Confidence in the Pound (GBP), meanwhile, was boosted as the fourth quarter UK GDP report showed that growth had remained steady at the end of 2016. This solid performance indicated that the negative impacts of the referendum result have yet to significantly drag on growth, although it seems unlikely that this trend will last once the uncertainty of negotiations gets underway.
The initial positive reaction of investors soon moderated, however, allowing the Euro Pound (EUR GBP) exchange rate to recover some ground. As the vast majority of the UK economy’s momentum remained based in the service sector and consumer spending, there were concerns that rising inflation could hamper this activity in the coming year. With the CBI reported sales figures also falling substantially short of forecast in January this helped to limit the upside potential of the Pound.
EUR GBP Exchange Rate Could Struggle to Capitalise on Stronger Eurozone Data
Demand for the Euro is not expected to find much encouragement ahead of the weekend, despite a forecast uptick in the German import price index and Eurozone M3 money supply. While both measures could signal an increase in inflationary pressure within the currency union any positive impact is likely to be limited. Given European Central Bank (ECB) President Mario Draghi’s comments that the Governing Council has yet to see signs of a meaningful increase in inflation speculation of a more hawkish policy outlook is considered unlikely.
Political developments will also have an impact on the appeal of the single currency, especially with the sense of uncertainty that continues to surround the future of the US. The latest Eurogroup meeting could put additional pressure on the Euro as investors will be looking for signs that progress is being made between Greece and its creditors. Any indications that there will be more delays to the next stage of the bailout program could severely dent the EUR GBP exchange rate.
BoE Policy Meeting Expected to Diminish Pound Sterling Demand
Brexit is expected to continue to dominate sentiment towards Sterling for the foreseeable future, with investors awaiting the publication of Theresa May’s promised white paper on the subject. Any signals that the government continues to favour a ‘clean break’ or harder form of Brexit could exacerbate the downside bias of the Pound, despite the prospect of increased government oversight of the process.

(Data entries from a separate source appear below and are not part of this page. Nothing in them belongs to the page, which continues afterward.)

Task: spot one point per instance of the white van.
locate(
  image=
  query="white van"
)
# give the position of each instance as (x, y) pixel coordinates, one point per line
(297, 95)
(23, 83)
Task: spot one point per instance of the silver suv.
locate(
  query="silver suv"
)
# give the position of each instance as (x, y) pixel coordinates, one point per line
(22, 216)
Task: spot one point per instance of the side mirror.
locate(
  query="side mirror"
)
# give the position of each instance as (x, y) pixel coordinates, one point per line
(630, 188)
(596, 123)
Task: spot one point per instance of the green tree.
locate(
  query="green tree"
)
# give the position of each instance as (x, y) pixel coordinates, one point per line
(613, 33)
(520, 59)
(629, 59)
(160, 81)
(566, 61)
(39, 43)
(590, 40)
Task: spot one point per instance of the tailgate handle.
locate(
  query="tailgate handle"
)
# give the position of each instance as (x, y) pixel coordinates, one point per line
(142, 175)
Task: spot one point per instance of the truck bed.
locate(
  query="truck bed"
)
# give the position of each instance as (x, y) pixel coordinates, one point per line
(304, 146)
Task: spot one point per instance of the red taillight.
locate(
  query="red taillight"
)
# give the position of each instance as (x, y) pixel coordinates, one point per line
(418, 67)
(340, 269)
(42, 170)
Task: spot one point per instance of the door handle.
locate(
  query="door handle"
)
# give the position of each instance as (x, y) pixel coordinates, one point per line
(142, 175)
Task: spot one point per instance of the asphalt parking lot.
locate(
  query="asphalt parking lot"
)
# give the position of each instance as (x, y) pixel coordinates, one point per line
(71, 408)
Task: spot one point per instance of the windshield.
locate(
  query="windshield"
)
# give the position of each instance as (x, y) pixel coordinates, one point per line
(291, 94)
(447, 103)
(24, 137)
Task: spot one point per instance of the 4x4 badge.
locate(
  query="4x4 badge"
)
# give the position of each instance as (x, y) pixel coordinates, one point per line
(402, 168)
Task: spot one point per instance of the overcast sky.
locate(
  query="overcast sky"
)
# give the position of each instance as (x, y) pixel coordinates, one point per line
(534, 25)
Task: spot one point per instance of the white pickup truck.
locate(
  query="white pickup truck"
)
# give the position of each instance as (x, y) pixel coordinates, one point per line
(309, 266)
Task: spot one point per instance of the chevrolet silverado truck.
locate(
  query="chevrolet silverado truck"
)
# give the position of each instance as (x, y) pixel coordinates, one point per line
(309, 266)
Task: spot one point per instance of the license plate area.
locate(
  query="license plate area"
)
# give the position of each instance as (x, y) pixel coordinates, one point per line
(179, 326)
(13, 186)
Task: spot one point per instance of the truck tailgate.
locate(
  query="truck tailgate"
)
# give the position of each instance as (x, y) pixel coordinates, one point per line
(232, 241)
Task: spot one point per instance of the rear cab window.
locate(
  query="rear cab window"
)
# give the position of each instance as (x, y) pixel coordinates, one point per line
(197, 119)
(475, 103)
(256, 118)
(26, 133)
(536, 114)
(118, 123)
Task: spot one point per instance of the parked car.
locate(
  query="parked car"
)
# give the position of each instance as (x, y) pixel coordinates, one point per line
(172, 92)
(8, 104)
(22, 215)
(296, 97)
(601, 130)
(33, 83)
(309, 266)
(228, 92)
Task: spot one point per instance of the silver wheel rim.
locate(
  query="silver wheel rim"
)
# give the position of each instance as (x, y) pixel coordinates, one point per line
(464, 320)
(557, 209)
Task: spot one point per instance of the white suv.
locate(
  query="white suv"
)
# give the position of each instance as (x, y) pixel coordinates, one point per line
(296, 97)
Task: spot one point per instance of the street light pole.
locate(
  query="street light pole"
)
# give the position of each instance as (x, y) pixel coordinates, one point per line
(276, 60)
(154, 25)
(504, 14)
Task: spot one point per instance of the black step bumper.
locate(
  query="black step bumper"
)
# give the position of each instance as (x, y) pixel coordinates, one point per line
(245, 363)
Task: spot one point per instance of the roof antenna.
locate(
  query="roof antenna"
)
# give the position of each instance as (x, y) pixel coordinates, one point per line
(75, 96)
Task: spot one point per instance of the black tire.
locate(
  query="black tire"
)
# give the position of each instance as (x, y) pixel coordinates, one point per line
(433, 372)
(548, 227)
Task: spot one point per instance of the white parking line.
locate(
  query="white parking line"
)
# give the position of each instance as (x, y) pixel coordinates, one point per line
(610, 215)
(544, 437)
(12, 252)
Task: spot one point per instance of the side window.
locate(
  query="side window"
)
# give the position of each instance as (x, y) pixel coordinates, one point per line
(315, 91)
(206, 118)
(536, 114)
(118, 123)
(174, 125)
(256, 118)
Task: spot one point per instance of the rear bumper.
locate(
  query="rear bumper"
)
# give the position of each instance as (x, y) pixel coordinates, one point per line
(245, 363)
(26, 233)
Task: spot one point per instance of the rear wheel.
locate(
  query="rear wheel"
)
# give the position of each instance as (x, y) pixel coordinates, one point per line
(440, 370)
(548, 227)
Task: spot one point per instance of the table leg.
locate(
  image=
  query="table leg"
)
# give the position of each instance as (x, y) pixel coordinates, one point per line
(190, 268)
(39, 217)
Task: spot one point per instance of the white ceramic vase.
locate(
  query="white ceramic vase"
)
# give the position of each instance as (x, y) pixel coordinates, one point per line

Further volatility could be in store for the Pound when the Bank of England (BoE) meets for its first policy decision of 2017. There is no expectation for policymakers to shift from their current neutral stance on interest rates, although the solid GDP figures could prompt some degree of optimism. If speculation of a return to monetary tightening remains limited then the EUR GBP exchange rate could strengthen.
As Liz Martins, UK economist at HSBC, noted:
‘The output gap is smaller and the labour market is tighter. But we are not persuaded that the structural story that has kept rates low till now has changed meaningfully. In a year full of uncertainty, even if you think our forecasts are overly pessimistic, raising rates will still be seen as risky. Rather, we think the Bank will look through higher inflation, passing it off as imported, rather than domestically generated.’
Current Interbank EUR GBP Exchange Rates
At the time of writing, the Euro to Pound (EUR GBP) exchange rate was making strong gains in the region of 0.85, while the Pound Euro (GBP EUR) pairing was slumped around 1.17.